Geert van Seggelen na de wedstrijd Nederland-Turkije (1-1) op stap met huisgenoten en vrienden.

En hoe is het in Istanbul?

Op vakantie in het kinderbadje. Twee kinderen van een totaal verschillende afkomst kunnen amper hun eigen taal uitspreken, laat staan die van elkaar. Toch hebben ze de grootste lol en kunnen ze zich uren met elkaar vermaken. In mijn eerste maand in Istanbul was ik één van die twee kinderen.

Het andere kind was de ene keer een van mijn huisgenoten, de andere keer een Turkse vrouw in de bus of de groenteman op de markt. Ondertussen spreek ik een aardig woordje Turks, wat mijn oefeningen voor gebarentolk op een rustiger pitje heeft gezet. De lol is er echter niet minder om geworden. Integendeel: er verschijnt vaak een brede glimlach op het gezicht als ik - als duidelijke niet-Turkse student - iemand in het Turks begroet. Dat ze daarna in het Turks een heel gesprek met je willen beginnen, is weer iets te overenthousiast, maar erg leuk.

Mijn huisgenoten studeren aan op de universiteit en spreken natuurlijk wel gewoon Engels. Ze waarderen het echter erg dat ik Turks probeer te leren en steunen me daar ook bij. De eerste week waren het vooral de scheldwoorden die geoefend werden maar ondertussen praten we steeds vaker (simpel) Turks in de groepsapp.

Vorige week was de moeder van een van mijn huisgenoten een midweek bij ons op bezoek. Ze spreekt geen Engels dus kon ik goed oefenen.
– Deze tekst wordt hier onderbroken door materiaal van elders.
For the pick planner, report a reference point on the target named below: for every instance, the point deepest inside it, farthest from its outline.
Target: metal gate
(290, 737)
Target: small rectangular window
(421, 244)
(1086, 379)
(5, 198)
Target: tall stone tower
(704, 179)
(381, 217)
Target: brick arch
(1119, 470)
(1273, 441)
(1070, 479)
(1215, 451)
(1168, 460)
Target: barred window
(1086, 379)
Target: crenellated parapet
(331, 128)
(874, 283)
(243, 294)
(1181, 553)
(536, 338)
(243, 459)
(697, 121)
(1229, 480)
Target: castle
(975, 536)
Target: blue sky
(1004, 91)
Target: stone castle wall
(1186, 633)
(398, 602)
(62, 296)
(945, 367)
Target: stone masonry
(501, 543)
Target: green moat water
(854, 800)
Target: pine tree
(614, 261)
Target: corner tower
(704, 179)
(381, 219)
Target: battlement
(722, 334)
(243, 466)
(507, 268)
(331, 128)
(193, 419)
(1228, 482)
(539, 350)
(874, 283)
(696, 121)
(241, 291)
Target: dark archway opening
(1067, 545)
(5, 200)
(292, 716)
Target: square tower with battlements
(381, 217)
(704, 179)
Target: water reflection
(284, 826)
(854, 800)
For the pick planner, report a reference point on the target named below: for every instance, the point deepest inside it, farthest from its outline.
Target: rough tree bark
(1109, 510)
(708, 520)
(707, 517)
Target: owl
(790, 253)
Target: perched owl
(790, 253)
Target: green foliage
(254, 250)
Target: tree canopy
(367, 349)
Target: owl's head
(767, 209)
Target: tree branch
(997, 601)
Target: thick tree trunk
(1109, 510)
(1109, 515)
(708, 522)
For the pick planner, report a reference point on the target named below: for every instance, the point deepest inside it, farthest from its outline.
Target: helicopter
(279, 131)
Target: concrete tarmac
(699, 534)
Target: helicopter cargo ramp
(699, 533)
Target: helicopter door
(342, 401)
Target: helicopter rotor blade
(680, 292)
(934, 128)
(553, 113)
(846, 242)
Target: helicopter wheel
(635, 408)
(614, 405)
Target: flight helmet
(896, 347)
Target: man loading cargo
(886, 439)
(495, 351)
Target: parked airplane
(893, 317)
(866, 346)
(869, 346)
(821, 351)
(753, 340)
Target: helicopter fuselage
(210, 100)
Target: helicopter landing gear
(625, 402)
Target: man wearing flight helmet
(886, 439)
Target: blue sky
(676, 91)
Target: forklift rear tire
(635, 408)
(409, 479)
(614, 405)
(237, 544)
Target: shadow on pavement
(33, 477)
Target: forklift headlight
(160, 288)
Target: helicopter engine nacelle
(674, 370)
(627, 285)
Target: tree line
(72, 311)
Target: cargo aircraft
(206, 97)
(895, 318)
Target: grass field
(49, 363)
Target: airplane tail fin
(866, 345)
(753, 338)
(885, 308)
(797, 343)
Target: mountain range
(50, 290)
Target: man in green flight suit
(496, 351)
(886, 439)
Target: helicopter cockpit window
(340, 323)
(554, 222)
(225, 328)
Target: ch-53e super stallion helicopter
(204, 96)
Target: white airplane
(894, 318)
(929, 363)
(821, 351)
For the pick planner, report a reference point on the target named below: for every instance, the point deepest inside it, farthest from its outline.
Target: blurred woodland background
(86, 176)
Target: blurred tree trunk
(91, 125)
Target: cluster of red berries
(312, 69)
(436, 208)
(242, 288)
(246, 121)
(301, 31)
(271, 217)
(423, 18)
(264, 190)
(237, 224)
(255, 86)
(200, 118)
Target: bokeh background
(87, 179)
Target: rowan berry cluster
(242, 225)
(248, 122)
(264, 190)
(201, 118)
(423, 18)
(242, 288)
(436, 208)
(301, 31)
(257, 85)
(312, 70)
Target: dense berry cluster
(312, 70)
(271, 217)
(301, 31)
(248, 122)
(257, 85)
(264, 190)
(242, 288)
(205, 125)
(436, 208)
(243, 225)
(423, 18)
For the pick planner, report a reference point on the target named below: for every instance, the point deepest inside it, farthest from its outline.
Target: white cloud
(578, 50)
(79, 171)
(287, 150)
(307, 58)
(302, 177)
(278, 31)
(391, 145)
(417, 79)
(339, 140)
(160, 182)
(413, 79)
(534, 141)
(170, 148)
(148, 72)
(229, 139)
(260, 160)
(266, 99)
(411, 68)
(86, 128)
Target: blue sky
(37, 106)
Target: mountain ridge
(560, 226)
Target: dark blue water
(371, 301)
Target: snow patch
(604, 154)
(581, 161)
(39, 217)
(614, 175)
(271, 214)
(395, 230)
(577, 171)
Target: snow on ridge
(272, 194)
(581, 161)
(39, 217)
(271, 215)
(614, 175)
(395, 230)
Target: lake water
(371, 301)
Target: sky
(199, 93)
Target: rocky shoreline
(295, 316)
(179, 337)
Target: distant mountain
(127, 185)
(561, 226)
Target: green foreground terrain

Verder heb ik vier dagen kunnen genieten van geweldig lekkere gerechten uit de Turkse keuken en bij thuiskomst uit school een totaal gepoetst en fris huis. Ik zie wel een markt voor zo’n moeder op oproepbasis zo af en toe in het jaar. Over drie weken komt mijn eigen moeder op bezoek, de schoonmaakmiddelen staan al klaar! ;)

Biraz Türkçe biliyorum, ama bu çok güzel!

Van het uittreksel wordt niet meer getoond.